Deux poèmes de Paul Schneider (Xuân Phuc Eurasien), il a traduit Kim van Kieu, il a conseillé Yveline Féray pour son livre Dix mille printemps.Spécialiste du nôm et poète
L'OFFRANDE DU BETEL
La prière, l'encens et la flamme étonnée
Sauront-ils revêtir d'un voile de chaleur
Celle qui, dans les plis de jours sans épaisseur,
Solitaire vécut, mourut abandonnée?
L'amertume des mers dans un coeur cantonnée
A-t-elle pu laver son visage en sueur?
Le silence compris, à l'austère grandeur,
Rachète-t-il enfin une âme ran\onnée?
Voici la noix d'arec, l'écorce et le bétel
Sur le plateau rangés dans l'ordre habituel.
Comme aux jours d'autrefois dont renaît l'innocence,
Sur le vieux lit de camp qui reluit tu t'assois.

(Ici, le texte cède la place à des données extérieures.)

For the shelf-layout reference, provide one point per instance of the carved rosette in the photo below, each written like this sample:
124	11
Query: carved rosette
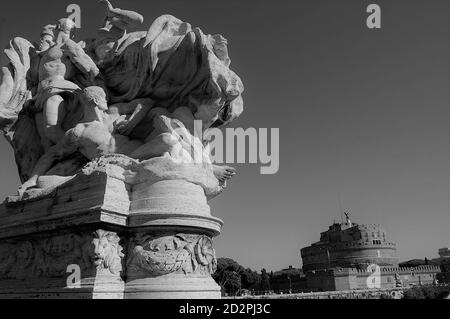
174	254
50	257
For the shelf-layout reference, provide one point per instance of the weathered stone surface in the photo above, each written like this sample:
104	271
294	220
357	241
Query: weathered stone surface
109	140
88	221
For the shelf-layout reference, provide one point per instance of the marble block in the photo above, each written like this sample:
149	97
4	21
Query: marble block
128	236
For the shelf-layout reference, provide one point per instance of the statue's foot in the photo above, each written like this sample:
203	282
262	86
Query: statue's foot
224	173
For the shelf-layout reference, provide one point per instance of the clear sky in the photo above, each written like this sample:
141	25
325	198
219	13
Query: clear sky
363	115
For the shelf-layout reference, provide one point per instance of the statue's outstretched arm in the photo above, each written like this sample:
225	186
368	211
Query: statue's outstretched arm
122	19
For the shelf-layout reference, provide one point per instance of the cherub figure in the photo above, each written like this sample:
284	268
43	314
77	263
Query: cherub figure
58	65
95	136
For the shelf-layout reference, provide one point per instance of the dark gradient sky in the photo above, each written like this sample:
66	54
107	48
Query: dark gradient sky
363	114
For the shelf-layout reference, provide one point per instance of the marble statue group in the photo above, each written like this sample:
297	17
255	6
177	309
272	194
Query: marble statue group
65	102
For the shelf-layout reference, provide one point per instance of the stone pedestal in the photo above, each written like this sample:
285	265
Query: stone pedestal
119	229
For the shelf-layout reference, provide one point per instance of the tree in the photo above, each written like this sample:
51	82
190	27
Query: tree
250	279
228	275
265	283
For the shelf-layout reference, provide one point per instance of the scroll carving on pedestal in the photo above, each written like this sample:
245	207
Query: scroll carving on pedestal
50	257
182	253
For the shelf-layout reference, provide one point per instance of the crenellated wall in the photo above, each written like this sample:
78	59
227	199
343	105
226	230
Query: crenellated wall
340	279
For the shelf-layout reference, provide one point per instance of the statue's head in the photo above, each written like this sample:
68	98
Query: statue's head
47	37
66	26
95	97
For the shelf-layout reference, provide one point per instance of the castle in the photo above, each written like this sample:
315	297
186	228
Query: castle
351	256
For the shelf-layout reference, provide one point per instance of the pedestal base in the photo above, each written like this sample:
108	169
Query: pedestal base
94	237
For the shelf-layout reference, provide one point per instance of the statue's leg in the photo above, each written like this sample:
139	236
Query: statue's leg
160	145
54	113
39	119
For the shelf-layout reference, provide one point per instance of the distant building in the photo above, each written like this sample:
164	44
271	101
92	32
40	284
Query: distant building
444	261
349	245
351	256
444	252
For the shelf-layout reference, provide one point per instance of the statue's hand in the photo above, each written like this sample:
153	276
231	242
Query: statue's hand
26	186
123	126
109	6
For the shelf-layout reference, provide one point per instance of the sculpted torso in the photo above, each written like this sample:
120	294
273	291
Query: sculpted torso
94	139
55	64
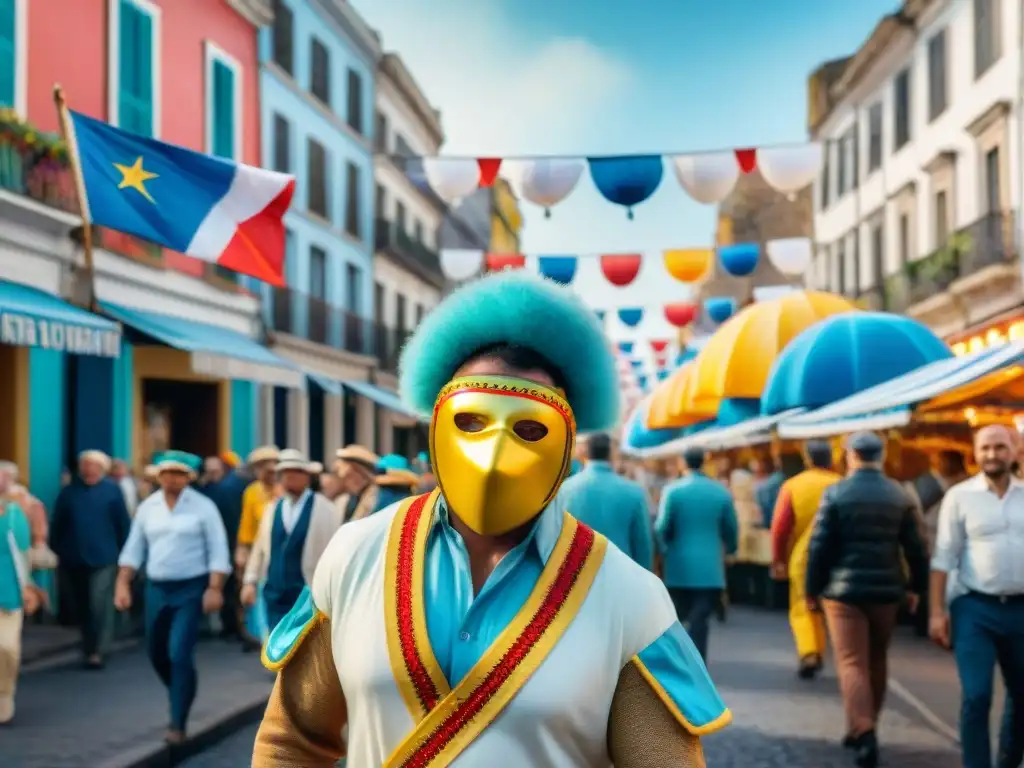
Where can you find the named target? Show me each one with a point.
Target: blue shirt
(696, 527)
(12, 520)
(186, 542)
(89, 523)
(612, 506)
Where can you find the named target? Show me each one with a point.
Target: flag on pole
(212, 209)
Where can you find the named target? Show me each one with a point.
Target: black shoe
(866, 755)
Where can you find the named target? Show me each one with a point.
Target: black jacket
(864, 523)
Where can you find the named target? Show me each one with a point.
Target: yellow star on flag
(134, 177)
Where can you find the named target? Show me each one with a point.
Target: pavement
(116, 718)
(779, 721)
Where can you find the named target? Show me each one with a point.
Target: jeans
(694, 607)
(987, 632)
(173, 616)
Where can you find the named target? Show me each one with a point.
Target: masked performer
(481, 625)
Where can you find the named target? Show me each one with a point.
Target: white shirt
(291, 508)
(980, 537)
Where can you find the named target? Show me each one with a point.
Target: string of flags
(792, 256)
(626, 180)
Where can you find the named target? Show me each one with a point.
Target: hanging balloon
(559, 268)
(627, 180)
(460, 264)
(631, 317)
(687, 264)
(488, 170)
(452, 178)
(680, 314)
(791, 256)
(739, 260)
(546, 181)
(720, 308)
(621, 268)
(790, 169)
(707, 178)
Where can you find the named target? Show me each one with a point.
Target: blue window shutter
(223, 111)
(8, 53)
(135, 98)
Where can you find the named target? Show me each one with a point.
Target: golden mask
(501, 448)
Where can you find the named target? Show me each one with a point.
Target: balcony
(314, 320)
(394, 242)
(988, 242)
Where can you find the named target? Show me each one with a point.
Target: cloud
(500, 90)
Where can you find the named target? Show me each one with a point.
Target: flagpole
(75, 164)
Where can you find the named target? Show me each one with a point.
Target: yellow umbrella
(736, 359)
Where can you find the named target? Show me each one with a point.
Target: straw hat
(292, 459)
(358, 455)
(263, 454)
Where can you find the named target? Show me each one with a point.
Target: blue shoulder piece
(288, 636)
(674, 669)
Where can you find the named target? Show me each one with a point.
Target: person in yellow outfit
(791, 532)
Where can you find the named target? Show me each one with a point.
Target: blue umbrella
(627, 180)
(846, 353)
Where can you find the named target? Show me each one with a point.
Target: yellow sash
(448, 720)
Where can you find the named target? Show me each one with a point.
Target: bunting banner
(626, 180)
(791, 256)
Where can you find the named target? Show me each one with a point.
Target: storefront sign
(24, 331)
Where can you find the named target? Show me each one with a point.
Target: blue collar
(543, 536)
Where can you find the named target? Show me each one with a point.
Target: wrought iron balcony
(314, 320)
(393, 241)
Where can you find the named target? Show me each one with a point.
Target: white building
(408, 278)
(913, 211)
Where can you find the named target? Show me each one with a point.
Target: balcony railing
(308, 317)
(394, 241)
(987, 242)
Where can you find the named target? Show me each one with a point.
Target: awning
(215, 351)
(30, 317)
(889, 404)
(382, 397)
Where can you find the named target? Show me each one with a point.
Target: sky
(595, 77)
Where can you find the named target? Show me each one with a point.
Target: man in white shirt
(980, 540)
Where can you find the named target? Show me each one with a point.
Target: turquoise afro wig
(522, 309)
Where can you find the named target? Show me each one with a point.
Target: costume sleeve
(782, 521)
(642, 733)
(304, 719)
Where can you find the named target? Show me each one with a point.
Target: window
(317, 172)
(937, 86)
(320, 65)
(904, 239)
(353, 289)
(223, 103)
(284, 34)
(901, 110)
(380, 133)
(282, 143)
(993, 200)
(941, 218)
(11, 23)
(135, 100)
(353, 214)
(987, 34)
(317, 272)
(875, 137)
(354, 114)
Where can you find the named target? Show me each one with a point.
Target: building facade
(189, 366)
(914, 209)
(318, 90)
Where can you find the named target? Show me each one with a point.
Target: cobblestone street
(779, 721)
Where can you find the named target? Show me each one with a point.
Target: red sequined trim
(426, 691)
(568, 572)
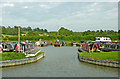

Comme autrefois, je vien près de toi en silence
Et tu me souriras, Mère, comme autrefois.
TORT ET RAISON
Car ils ont tous raison une fois qu'ils sont morts
Ceux en kaki vêtus et ceux vêtus de noir,
Ceux fauchés au matin et ceux frappé le soir
D'autres peuvent penser que tous ils ont eu tort.
Voici que la fièvre des combats est tombée
Et que s'apaise enfin cette grande querelle.
Sont-ils si diffèrents dans la nuit fraternelle?
Où donc sont les grands mots, la poitrine bombée?
Tous pêle-mêle, tous allongés dans le nombre
Indistinct, nus, ayant enfin brisé leur chaîne,
Eux qui furent l'amour et qui furent la haine,
Ne sont plus à présent qu'une seule et même ombre.
Les nôtre et les leurs, nos frères et les autres,
Tous pareils, tous unis dans leur sommeil d'apôtres,
Le glaive flamboyant les a sous lui groupés
Pour le même combat,- qui sait?- ils sont tombés
Ne les séparons pas, car rien ne les sépare
Désormais, dans leur dernière étreinte barbare,
Et qu'ils aient eu raison ou bien qu'ils aient eu tort,
Ils sont tous nos frèfres maintenant qu'ils sont morts.